CPU Benchmark appeared to cause WU error (Linux_AMD64)

\n studio-striking\n

Message boards : Number crunching : CPU Benchmark appeared to cause WU error (Linux_AMD64)
Message board moderation

To post messages, you must log in.

AuthorMessage
AMDave

Send message
Joined: 3 May 11
Posts: 4
Credit: 135,212,867
RAC: 0
Message 800 - Posted: 15 Jul 2011, 9:48:33 UTC
Last modified: 15 Jul 2011, 10:20:30 UTC

I have observed a couple of intermittent failed WUs on a Linux_AMD64 machine.

These failed WUs occurred very far apart.

I was unable to work out what exactly was causing the problem until one occurred while I was watching.

Normally I can manually suspend and resume a WU without any problems.

On this occasion the BOINC Manager suspended all projects to execute the scheduled CPU Benchmark cycle.

At the start of that event the WU failed.

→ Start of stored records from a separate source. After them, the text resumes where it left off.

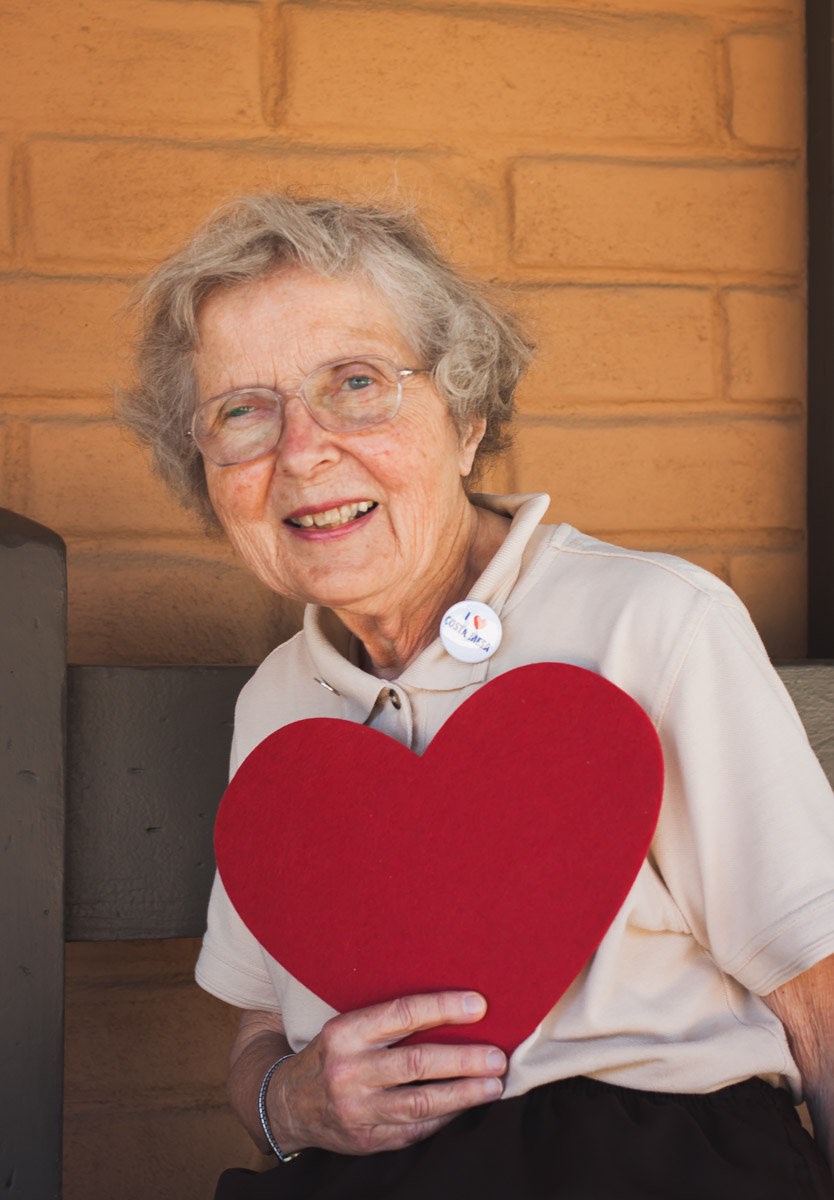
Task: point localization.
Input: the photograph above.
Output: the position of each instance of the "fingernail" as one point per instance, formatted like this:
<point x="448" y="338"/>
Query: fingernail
<point x="474" y="1003"/>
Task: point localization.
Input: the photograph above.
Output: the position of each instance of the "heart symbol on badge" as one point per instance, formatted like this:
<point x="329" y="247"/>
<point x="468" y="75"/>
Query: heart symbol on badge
<point x="496" y="861"/>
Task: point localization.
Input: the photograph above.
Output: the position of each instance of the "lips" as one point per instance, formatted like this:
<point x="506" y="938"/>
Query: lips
<point x="333" y="517"/>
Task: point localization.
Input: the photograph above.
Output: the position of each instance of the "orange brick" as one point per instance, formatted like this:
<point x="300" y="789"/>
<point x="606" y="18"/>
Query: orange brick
<point x="85" y="477"/>
<point x="135" y="606"/>
<point x="774" y="588"/>
<point x="733" y="7"/>
<point x="163" y="1153"/>
<point x="529" y="76"/>
<point x="768" y="89"/>
<point x="60" y="336"/>
<point x="618" y="343"/>
<point x="767" y="345"/>
<point x="126" y="202"/>
<point x="729" y="217"/>
<point x="131" y="65"/>
<point x="683" y="477"/>
<point x="6" y="153"/>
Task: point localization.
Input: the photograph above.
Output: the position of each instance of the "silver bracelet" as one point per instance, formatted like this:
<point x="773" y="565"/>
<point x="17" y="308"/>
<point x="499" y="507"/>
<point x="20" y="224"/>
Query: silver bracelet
<point x="262" y="1113"/>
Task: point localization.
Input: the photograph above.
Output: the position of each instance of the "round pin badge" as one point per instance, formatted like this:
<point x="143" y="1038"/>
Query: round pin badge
<point x="471" y="631"/>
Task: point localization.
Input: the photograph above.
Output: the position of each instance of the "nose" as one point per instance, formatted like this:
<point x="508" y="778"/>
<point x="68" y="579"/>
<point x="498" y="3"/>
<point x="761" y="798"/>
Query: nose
<point x="304" y="447"/>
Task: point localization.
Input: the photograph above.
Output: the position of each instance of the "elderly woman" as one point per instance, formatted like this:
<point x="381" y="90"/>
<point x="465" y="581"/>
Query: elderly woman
<point x="318" y="381"/>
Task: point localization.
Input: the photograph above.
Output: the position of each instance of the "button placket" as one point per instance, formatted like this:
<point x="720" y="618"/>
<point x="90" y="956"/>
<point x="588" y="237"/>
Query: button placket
<point x="393" y="715"/>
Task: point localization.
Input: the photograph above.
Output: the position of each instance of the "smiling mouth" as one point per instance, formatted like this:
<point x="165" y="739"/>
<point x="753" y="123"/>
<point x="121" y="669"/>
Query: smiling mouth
<point x="331" y="519"/>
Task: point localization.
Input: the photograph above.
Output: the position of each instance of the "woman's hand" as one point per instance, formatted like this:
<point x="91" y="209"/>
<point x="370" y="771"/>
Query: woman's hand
<point x="354" y="1091"/>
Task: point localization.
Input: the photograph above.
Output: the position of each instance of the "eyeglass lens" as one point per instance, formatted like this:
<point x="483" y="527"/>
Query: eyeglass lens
<point x="342" y="397"/>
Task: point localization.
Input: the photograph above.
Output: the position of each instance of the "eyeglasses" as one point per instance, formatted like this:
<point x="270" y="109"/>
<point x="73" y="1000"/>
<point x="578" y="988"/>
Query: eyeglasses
<point x="342" y="397"/>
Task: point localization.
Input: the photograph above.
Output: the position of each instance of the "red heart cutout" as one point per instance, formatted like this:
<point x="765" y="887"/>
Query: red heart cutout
<point x="493" y="862"/>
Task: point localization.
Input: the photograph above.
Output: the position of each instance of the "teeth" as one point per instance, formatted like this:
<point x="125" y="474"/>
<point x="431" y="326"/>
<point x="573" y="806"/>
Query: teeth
<point x="334" y="517"/>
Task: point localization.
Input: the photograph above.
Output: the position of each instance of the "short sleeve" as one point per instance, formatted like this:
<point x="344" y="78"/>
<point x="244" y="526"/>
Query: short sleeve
<point x="231" y="964"/>
<point x="747" y="837"/>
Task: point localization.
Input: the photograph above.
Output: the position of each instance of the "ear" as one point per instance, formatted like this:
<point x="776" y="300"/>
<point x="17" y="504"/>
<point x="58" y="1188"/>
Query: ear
<point x="469" y="442"/>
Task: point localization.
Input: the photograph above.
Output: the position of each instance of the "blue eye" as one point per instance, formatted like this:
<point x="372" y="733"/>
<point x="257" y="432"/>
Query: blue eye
<point x="237" y="411"/>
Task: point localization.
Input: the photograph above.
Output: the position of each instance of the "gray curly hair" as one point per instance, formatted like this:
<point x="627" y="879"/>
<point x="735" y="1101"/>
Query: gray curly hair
<point x="473" y="345"/>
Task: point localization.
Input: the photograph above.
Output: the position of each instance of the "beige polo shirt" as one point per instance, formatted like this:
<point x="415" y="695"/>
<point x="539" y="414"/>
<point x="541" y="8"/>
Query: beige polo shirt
<point x="737" y="894"/>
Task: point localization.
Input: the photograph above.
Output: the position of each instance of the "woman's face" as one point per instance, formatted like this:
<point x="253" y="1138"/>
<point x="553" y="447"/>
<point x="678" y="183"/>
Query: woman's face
<point x="274" y="333"/>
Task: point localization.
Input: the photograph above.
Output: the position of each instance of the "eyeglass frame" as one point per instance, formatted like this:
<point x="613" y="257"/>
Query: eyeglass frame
<point x="299" y="394"/>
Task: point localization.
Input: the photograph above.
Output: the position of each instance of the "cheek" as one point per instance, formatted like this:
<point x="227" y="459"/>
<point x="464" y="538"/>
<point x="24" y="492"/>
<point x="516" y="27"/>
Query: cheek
<point x="238" y="495"/>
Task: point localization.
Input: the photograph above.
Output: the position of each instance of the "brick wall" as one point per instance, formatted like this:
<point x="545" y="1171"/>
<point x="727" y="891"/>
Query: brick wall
<point x="633" y="168"/>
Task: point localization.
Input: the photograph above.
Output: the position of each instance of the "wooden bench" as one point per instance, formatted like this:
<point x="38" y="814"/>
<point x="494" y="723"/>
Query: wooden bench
<point x="109" y="778"/>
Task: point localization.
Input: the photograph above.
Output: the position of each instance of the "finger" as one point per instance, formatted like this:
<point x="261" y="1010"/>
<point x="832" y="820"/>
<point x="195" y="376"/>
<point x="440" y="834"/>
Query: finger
<point x="431" y="1102"/>
<point x="415" y="1063"/>
<point x="383" y="1024"/>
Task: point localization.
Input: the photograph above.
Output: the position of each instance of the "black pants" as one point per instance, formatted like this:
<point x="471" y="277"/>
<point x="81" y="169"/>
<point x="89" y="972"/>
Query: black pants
<point x="577" y="1140"/>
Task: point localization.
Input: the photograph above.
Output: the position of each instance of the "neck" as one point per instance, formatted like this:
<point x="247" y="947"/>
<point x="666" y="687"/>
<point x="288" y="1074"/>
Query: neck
<point x="394" y="639"/>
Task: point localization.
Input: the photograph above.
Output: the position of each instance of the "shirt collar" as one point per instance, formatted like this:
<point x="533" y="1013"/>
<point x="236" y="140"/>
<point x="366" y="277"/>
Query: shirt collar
<point x="334" y="651"/>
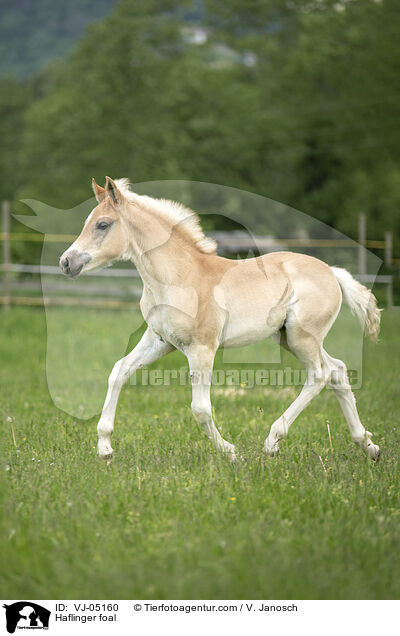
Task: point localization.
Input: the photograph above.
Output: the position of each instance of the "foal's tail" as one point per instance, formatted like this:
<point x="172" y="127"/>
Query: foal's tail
<point x="361" y="301"/>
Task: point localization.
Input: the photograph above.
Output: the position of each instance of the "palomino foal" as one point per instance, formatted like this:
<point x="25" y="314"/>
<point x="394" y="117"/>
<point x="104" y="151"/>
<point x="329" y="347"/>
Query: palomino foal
<point x="195" y="301"/>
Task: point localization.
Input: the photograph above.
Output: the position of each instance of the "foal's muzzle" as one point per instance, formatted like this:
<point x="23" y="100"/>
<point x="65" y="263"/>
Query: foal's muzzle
<point x="72" y="262"/>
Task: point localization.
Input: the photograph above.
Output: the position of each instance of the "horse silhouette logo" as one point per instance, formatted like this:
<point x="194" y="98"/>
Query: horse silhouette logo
<point x="26" y="615"/>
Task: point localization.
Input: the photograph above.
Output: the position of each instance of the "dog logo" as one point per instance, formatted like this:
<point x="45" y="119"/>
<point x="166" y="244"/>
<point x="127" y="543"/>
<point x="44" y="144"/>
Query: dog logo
<point x="26" y="615"/>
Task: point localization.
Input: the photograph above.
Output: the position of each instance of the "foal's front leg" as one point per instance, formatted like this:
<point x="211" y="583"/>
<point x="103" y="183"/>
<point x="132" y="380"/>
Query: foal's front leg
<point x="201" y="359"/>
<point x="149" y="349"/>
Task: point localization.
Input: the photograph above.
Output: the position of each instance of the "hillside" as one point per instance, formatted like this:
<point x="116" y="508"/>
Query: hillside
<point x="34" y="32"/>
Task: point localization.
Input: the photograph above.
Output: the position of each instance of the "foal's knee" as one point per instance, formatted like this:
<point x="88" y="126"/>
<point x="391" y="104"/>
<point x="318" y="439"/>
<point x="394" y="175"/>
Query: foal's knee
<point x="201" y="411"/>
<point x="119" y="373"/>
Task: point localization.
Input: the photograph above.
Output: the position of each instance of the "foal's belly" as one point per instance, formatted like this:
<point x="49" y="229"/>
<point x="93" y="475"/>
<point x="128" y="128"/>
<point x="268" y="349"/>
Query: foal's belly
<point x="238" y="333"/>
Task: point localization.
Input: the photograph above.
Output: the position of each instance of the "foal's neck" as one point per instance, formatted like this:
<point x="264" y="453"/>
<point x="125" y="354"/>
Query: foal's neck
<point x="160" y="250"/>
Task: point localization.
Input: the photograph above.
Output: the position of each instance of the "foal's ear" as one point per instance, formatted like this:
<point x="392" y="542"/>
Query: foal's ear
<point x="99" y="192"/>
<point x="113" y="191"/>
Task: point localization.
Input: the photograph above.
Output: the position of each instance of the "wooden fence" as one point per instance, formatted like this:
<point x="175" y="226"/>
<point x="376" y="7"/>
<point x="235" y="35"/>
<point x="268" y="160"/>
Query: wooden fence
<point x="228" y="243"/>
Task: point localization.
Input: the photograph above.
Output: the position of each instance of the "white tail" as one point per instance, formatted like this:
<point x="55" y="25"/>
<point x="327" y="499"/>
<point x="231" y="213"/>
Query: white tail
<point x="361" y="301"/>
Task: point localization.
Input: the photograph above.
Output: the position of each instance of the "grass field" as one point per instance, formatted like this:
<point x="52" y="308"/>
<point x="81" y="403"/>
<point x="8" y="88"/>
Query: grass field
<point x="170" y="518"/>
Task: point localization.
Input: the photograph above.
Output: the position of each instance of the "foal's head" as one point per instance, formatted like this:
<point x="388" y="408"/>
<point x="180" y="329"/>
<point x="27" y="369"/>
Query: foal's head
<point x="103" y="238"/>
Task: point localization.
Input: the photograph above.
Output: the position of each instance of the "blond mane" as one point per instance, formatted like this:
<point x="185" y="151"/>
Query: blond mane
<point x="173" y="212"/>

It was approximately 80% through.

The box is host#769
OS: Ubuntu desktop 10.10
Kernel: Linux 2.6.35-28-generic
Arch: AMD64
RAM: 16GB
CPU: 6 core AMD Phenom(tm) II X6 1055T Processor [Family 16 Model 10 Stepping 0],
GPU: CAL ATI Radeon HD5700 series (Juniper) (1024MB) driver: 1.4.1332
S/W: (of note)
ia32libs
ati-stream-sdk-v2.2-lnx64
BOINC 6.10.58

Task: 1403959
WU: 1082519

I'm really not that concerned about the issue myself as it is so infrequent, but thought I should post the details of the event, in case it matters to someone.

[EDIT]
the event may also coincide with an orphaned client app process:
I just found an extra instance of the client app that had been running for 11+ hours.
It was unnaccounted for by the BOINC Manager.
It is also not the process belonging to the WU that failed.
Also, approx 10 hours ago when that orphaned process should have returned or failed, this host does not have a failed WU (not even in the whole week prior).
Mysterious.
I killed the process and will resume monitoring.
[/EDIT]
ID: 800 · Rating: 0 · rate: Rate + / Rate - Report as offensive
mikey
Avatar

Send message
Joined: 22 Jun 11
Posts: 2080
Credit: 1,826,667,680
RAC: 32,419
Message 801 - Posted: 15 Jul 2011, 10:59:38 UTC - in response to Message 800.  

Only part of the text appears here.